In some embodiments, organometallic tin photoresists contain cycloalkenyl group, such as (cyclopentadienyl)tin, (cycloheptatrienyl)tin. (Cyclopentadienyl)tin compounds comprise cyclopentadienyl C5H5 (or Cp) group, or substituted cyclopentadienyl C5H4R′, C5H3R′2, C5H2R′3, C5HR′4, or C5R′5 with hapticity of η1, η2, η3, η4, or η5 of isomers. (Cycloheptatrienyl)tin compounds comprise cycloheptatrienyl C7H7 group, or substituted cycloheptatrienyl C7H6R′, C7H5R′2, C7H4R′3, C7H3R′4, C7HR′s, CHR′6, or C7R′7 group with hapticity of η1, η2, η3, η4, η5, η6, or η7 of isomers; wherein R′ is H, an alkyl, alkenyl, alkynyl, or cycloalkyl group with 1 to 20 carbon atoms, or an aryl group with 6-20 carbon atoms, or amino, cyano, ether, ester, halide, nitro, silyl, thiol, or carbonyl group. For example, R′ is methyl, ethyl, isopropyl, tert-butyl, tert-amyl, sec-butyl, pentyl, hexyl, neopentyl, cyclohexyl, cyclopentyl, cyclobutyl, cyclopropyl, phenyl, or benzyl.

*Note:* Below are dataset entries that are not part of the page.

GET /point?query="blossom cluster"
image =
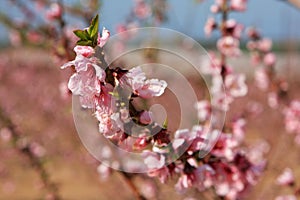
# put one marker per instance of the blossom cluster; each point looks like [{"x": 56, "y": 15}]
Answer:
[{"x": 110, "y": 91}]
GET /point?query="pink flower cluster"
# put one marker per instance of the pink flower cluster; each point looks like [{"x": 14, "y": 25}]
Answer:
[
  {"x": 98, "y": 88},
  {"x": 226, "y": 167}
]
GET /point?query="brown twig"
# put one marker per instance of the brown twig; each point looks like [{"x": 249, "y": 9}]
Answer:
[{"x": 25, "y": 150}]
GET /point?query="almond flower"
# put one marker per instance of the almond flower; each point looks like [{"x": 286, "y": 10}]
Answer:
[
  {"x": 102, "y": 40},
  {"x": 153, "y": 160},
  {"x": 229, "y": 46},
  {"x": 210, "y": 26},
  {"x": 265, "y": 45},
  {"x": 146, "y": 117},
  {"x": 261, "y": 79},
  {"x": 235, "y": 85},
  {"x": 85, "y": 51},
  {"x": 292, "y": 117},
  {"x": 286, "y": 178},
  {"x": 136, "y": 79}
]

In some embodiments, (cyclopentadienyl)tin compounds are η5-sandwich or half-sandwich compounds bearing η5-C5—Sn π bond. In some embodiments, (cycloheptatrienyl)tin compounds are η7-sandwich or half-sandwich compounds bearing η7-C7—Sn π bond.

Cyclopentadienyl group (C5R′5, or Cp) may impart photosensitivity to the compounds. The formed Cp—Sn bond may promote suitable solubility in organic solvent to cyclopentadienyl-containing organotin compound photoresist. Accordingly, Cp—Sn bond containing organotin compound photoresist, according to an embodiment, may have improved sensitivity, resolution, etch resistance, and stability, and may suitable for EUV photoresists, and/or the precursors for EUV lithography to form tin oxide or tin oxide hydroxide film.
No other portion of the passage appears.